Germany's open-ended real estate funds can now allocate up to 15% of assets to renewable energy infrastructure following final approval of the Location Promotion Act (StoFöG) by the Federal Council on January 30th. The change removes tax and supervisory barriers that blocked such investments. Industry estimates suggest the shift could mobilise double-digit billions.
The law permits direct investment in electricity and heat generation, conversion, transport and storage from renewables. Crucially, investments no longer require structural connection to buildings. Standalone solar parks, onshore and offshore wind farms, photovoltaic installations and charging infrastructure all qualify. Rooftop systems and direct operation are also permitted.
Thomas Lehmann, Director at consultants Wüest Partner, called it "a strategic paradigm shift, not a technical detail." The opportunity, he argues, is portfolio quality: stable real estate cashflows combined with higher-yield energy infrastructure, measurable carbon reduction, and improved property appeal through tenant electricity supply.

Commerz Real plans immediate deployment. Mario Schüttauf, fund manager of its Hausinvest fund, confirmed the firm will add solar parks, photovoltaic systems and wind farms alongside existing holdings. Medium-term goal: supply properties directly with electricity, offering power to tenants at favourable rates to improve occupancy and valuations.
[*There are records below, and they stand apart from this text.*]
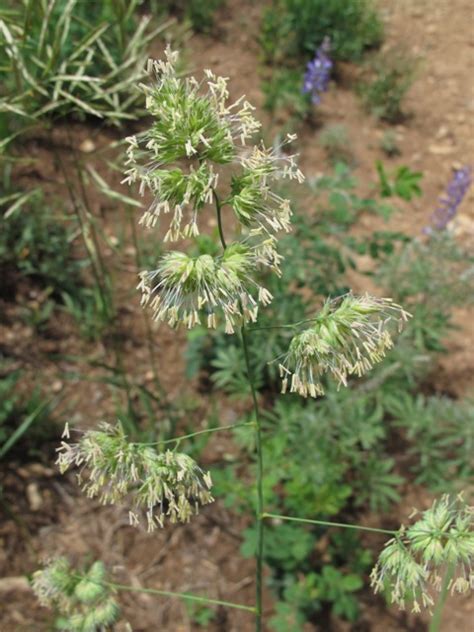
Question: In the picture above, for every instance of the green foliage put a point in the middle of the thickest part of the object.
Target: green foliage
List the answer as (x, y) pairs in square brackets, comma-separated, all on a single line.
[(430, 278), (440, 433), (35, 243), (404, 183), (390, 77), (83, 601), (25, 421), (61, 57), (295, 28), (334, 457)]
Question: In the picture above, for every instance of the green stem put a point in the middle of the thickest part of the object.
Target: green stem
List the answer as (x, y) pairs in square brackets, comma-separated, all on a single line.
[(219, 219), (326, 523), (258, 444), (435, 624), (260, 514), (168, 593), (198, 432)]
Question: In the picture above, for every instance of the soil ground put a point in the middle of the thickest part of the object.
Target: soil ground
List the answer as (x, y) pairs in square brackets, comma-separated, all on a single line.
[(203, 557)]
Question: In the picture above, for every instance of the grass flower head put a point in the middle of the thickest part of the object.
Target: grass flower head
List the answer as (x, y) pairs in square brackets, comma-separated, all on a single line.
[(347, 337), (186, 289), (162, 484), (412, 563)]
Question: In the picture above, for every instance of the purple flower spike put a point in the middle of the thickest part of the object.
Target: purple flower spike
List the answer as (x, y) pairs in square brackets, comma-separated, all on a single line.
[(316, 79), (450, 201)]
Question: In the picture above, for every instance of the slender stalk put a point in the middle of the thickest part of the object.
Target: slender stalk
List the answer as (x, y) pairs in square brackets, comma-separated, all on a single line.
[(198, 432), (326, 523), (168, 593), (258, 444), (219, 218), (435, 623)]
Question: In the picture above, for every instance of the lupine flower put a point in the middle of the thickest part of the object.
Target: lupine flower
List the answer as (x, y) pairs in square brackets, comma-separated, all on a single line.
[(254, 202), (415, 558), (183, 289), (165, 485), (348, 336), (316, 79), (450, 201), (84, 603), (191, 125)]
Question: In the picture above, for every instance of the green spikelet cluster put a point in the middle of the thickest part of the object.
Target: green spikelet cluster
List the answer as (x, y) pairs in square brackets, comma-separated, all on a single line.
[(84, 603), (164, 485), (347, 337), (413, 562)]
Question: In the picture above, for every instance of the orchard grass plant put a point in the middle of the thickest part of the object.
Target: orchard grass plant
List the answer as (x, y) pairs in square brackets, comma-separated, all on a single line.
[(199, 156)]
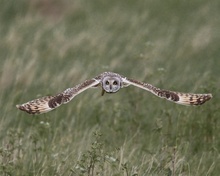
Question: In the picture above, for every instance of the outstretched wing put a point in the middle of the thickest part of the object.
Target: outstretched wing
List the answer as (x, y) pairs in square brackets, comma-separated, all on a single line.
[(48, 103), (176, 97)]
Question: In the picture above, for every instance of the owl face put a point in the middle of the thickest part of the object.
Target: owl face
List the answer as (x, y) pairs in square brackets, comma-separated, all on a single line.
[(111, 84)]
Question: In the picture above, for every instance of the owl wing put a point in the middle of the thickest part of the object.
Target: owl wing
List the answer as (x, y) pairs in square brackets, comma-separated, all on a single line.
[(176, 97), (48, 103)]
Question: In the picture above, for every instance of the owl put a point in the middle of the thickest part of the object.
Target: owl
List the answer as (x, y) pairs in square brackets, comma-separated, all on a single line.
[(110, 83)]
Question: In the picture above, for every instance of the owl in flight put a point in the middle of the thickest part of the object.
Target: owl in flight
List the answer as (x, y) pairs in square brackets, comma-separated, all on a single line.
[(110, 83)]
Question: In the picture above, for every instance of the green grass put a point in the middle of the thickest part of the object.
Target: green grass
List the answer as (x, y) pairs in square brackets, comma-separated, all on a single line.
[(47, 46)]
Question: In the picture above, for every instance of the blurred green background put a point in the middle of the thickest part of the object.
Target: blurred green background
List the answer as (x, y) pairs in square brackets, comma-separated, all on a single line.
[(47, 46)]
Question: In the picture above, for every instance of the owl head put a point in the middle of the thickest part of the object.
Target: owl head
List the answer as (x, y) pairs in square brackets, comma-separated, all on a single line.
[(111, 84)]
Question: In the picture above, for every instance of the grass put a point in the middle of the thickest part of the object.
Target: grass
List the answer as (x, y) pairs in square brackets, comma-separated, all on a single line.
[(47, 46)]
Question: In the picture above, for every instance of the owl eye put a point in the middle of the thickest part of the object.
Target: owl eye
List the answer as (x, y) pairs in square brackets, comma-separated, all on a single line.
[(115, 83)]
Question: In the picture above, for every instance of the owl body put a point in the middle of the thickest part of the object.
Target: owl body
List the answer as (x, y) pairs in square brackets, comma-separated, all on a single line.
[(110, 83)]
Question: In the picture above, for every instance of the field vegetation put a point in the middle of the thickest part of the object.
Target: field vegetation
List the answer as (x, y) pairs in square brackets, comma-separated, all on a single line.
[(47, 46)]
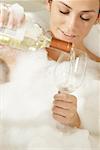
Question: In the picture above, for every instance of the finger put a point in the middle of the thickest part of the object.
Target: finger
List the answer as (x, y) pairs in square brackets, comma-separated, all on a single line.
[(10, 23), (3, 15), (59, 111), (60, 119), (17, 15), (66, 97), (65, 105)]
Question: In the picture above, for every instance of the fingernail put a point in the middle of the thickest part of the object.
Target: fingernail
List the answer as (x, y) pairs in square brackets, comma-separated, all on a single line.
[(1, 24), (59, 92)]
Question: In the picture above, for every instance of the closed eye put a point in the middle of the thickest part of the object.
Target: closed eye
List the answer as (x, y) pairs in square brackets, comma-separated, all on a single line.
[(85, 19)]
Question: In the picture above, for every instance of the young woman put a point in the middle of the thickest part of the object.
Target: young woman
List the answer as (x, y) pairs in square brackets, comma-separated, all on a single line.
[(70, 21)]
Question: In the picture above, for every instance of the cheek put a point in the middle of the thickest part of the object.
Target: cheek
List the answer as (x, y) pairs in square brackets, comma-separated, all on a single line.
[(87, 28)]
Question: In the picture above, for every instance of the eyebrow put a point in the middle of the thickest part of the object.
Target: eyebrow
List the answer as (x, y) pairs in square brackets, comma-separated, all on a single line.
[(92, 10), (65, 5)]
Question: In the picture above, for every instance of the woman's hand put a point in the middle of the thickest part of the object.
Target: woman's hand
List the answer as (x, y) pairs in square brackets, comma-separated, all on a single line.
[(11, 16), (65, 109)]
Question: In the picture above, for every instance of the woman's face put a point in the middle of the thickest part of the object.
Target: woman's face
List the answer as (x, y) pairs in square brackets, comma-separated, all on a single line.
[(71, 20)]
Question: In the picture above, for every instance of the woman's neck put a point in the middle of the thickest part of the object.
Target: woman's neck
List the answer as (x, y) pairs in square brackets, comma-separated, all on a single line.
[(91, 55)]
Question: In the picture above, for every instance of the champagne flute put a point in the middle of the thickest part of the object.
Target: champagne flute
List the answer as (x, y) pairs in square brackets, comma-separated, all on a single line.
[(69, 73)]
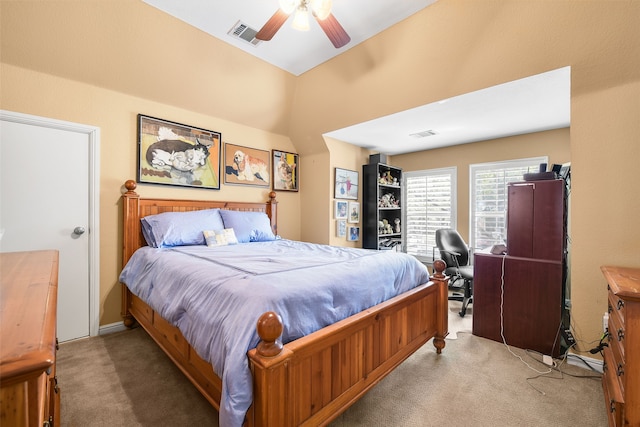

Commerz Real already operates renewables through its Klimavest and Infravest funds, giving it execution capability other managers may lack. Initial reports suggest not all major fund houses share the enthusiasm. The regulatory freedom is new; the operational complexity is not.
ZIA President Iris Schöberl welcomed the passage after three years of delays. She expects "a surge in investment in renewable energies" contributing to Germany's energy transition. Tax experts at Hansainvest called the clarification around asset management versus commercial activity critical. Long-term lending and infrastructure investments are now permissible without jeopardising fund tax status.
For Germany's open-ended fund market, the law creates a new allocation category with regulatory clarity. Whether managers treat the 15% threshold as a strategic opportunity or marginal allocation will determine how much capital moves. Commerz Real's positioning suggests they view renewables infrastructure as a competitive advantage, not compliance. How quickly others follow will show whether this becomes a genuine portfolio component or a niche play.